Van Biesweerd tot Boeshei - Toponiemen in Swalmen en Asselt
 
A - B - C - D - E - F - G - H - I - J - K - L - M - N - O - P - Q - R - S - T - U - V - W - X - Y - Z
 
Paalakker  
Google maps

Dit oude toponiem wordt al diverse keren vermeld in een lijst van tiendplichtige landerijen uit 1395: "Item Brouwers lant op der Heerstraten van den Hagendoir nederwart bis op die Polloeck." "Item Hamaeckers lant eynen morgen in den Palack''. "Item 3 boenre lants in den selven Palacker."

 
Paardsweide  
Google maps
In 1868 verkochten Francisca Petronella Dencken, weduwe van Jan Baptiste Corbeij te Wessem en haar kinderen snoeihout op de Thol en Paardsweide te Asselt.
 

Palenslag

Smabers 3
Google Maps

De Polislagen wordt al vermeld in een lijst van keurmedige goederen uit 1463.

In 1700 verkocht Gerard van Loon land in de Paelslagh. In 1712 werden twee stukken akkerland in de Paelenslagh gelegen openbaar verkocht. In 1717 volgt verkoop van akkerland in de Paelenslagh gelegen, en met de korte zijden grenzend aan het Manhuys en de Leijgraeff. Landmeter Smabers (1774) gebruikte de benaming over den Leijgraeff in den Paelen Slagh voor de percelen 11 tot en met 21 op kaart 3. Deze veelal zeer langgerekte stukjes land liggen allemaal met een korte zijde grenzend aan de oostzijde van de Leijgraaf. Op het kadastraal minuutplan van 1842 staat op blad D4 dit toponiem ten noorden van de Schinheuvel aangegeven als Poling Slag. Ook op de Rivierenkaart van 1849 wordt de Poling slag aangegeven.

 
PAPENWEG Smabers 9
Google Maps

Foto: Loe GiesenIn een akte uit 1616 is voor het eerst sprake van de Papenwegh.

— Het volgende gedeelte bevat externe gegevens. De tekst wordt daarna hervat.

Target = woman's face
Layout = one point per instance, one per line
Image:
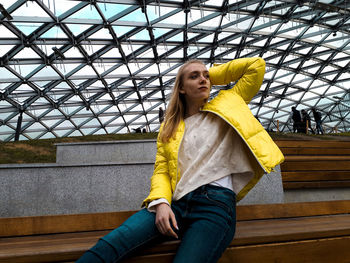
(196, 83)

Mogelijk betreft het een verwijzing naar een familienaam die hier al in de 16e eeuw voorkomt. In 1554 was de 80-jarige Johan Papen een van de getuigen in een Swalmens proces over het gebruik van het bos- en heidegebied langs de Gelders-Gulikse grens. In een 16e-eeuws register van inkomsten van de kerk van Swalmen is sprake van Jans Papen kamp.
Een andere mogelijke verklaring voor de naam is een oud woord voor 'pastoor': kirspelpape (met voor Swalmen een vermelding uit 1395).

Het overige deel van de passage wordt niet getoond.